New Delhi | Jagran News Desk: The World Health Organisation (WHO) on Wednesday recommended the world's first vaccine against malaria. The recommended vaccine is RTS,S/ASO1, trade name Mosquirix, and it has shown capabilities to reducing malaria among children in sub-Saharan Africa and in other regions.
"This is a historic moment. The long-awaited malaria vaccine for children is a breakthrough for science, child health and malaria control," said WHO Director-General Dr Tedros Adhanom Ghebreyesus in a statement while adding that this vaccine could save tens of thousands of young lives each year.
What is Mosquirix?
Mosquirix or RTS,S/AS01 is an anti-malaria vaccine developed by British drugmaker GlaxoSmithKline in 1987. The European Medicines Agency (EMA) claims that it can act against Plasmodium falciparum, the most deadly malaria parasite, and can reduce life-threatening severe malaria in children.
It also said that more than 8 lakh Mosquirix doses have been administered in children in Ghana, Kenya, and Malawi under their childhood immunization programmes.
Findings from the vaccine pilot showed it "significantly reduces severe malaria which is the deadly form by 30 per cent," said Kate O'Brien, Director of WHO's Department of Immunization, Vaccines and Biologicals.
The vaccine is "feasible to deliver", she added and "it's also reaching the unreached... Two thirds of children who don't sleep under a bed net in those countries are now benefiting from the vaccine."
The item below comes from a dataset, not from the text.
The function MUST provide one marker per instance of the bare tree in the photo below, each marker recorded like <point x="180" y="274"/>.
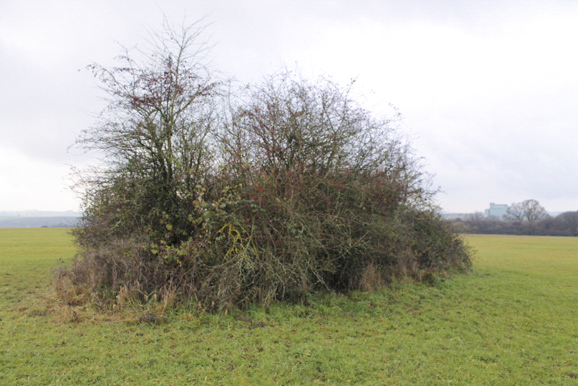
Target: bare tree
<point x="155" y="134"/>
<point x="528" y="210"/>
How is Mosquirix administered?
Mosquirix is a three-dose anti-malaria vaccine that is administered with one month between each injection using a 0.5 ml injection. The WHO, however, has recommended a fourth dose 18 months after the third jab is inoculated.
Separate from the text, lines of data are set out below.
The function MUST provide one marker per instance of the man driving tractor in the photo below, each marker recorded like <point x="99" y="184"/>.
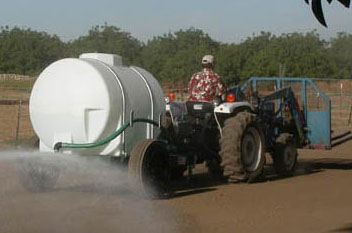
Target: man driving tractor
<point x="206" y="85"/>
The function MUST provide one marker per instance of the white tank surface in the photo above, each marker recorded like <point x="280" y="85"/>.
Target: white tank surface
<point x="87" y="99"/>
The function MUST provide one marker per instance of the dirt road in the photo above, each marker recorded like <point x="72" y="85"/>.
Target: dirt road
<point x="94" y="198"/>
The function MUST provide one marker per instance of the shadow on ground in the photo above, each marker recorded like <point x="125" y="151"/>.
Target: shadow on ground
<point x="347" y="228"/>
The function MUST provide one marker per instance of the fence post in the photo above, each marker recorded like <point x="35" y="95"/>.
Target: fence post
<point x="18" y="121"/>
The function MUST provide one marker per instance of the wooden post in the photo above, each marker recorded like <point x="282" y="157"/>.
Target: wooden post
<point x="18" y="121"/>
<point x="349" y="118"/>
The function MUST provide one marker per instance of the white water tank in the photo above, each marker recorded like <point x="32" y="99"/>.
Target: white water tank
<point x="85" y="100"/>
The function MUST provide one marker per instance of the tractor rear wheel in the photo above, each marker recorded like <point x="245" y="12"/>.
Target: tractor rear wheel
<point x="242" y="148"/>
<point x="285" y="156"/>
<point x="149" y="170"/>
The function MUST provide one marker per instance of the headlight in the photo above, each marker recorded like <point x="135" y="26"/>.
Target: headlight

How does Mosquirix work and what about its efficacy?
The EMA has said that Mosquirix has proteins that can be found on Plasmodium falciparum parasites. It can identify the "foreign" proteins and can act against Plasmodium falciparum, creating ant-bodies against it. Mosquirix's effectiveness at preventing severe cases of malaria in children is 30 per cent. However, it is the only approved vaccine.
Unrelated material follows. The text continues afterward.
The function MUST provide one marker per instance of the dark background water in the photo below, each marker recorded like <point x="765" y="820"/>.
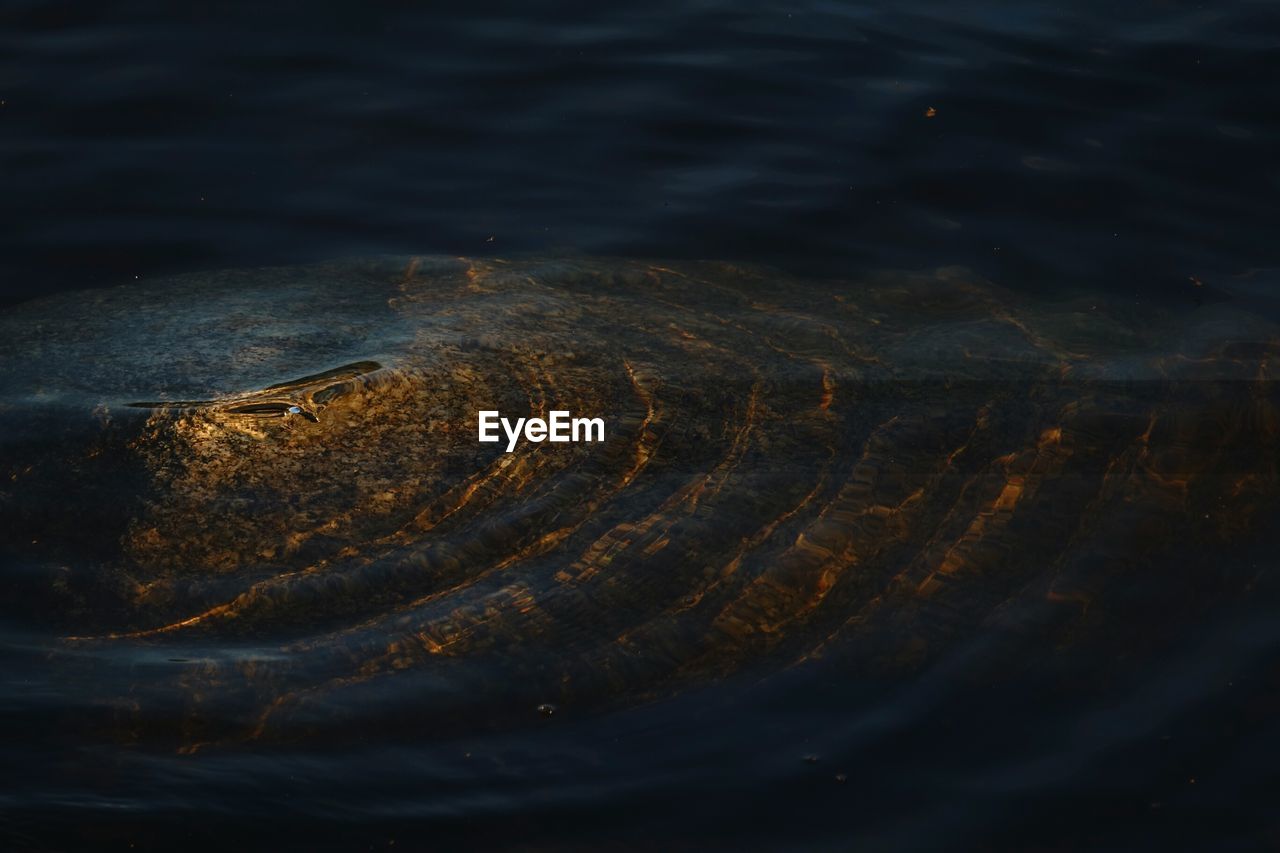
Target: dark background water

Why a vaccine against malaria is need of the hour?
Malaria is far more deadly than COVID-19 in Africa. It killed 3.86 lakh Africans in 2019, according to a WHO estimate, compared with 2.12 lakh confirmed COVID-19 deaths in the past 18 months. The WHO says 94 per cent of malaria cases and deaths occur in Africa, a continent of 1.3 billion people. The preventable disease is caused by parasites transmitted to people by the bites of infected mosquitoes. Symptoms include fever, vomiting and fatigue.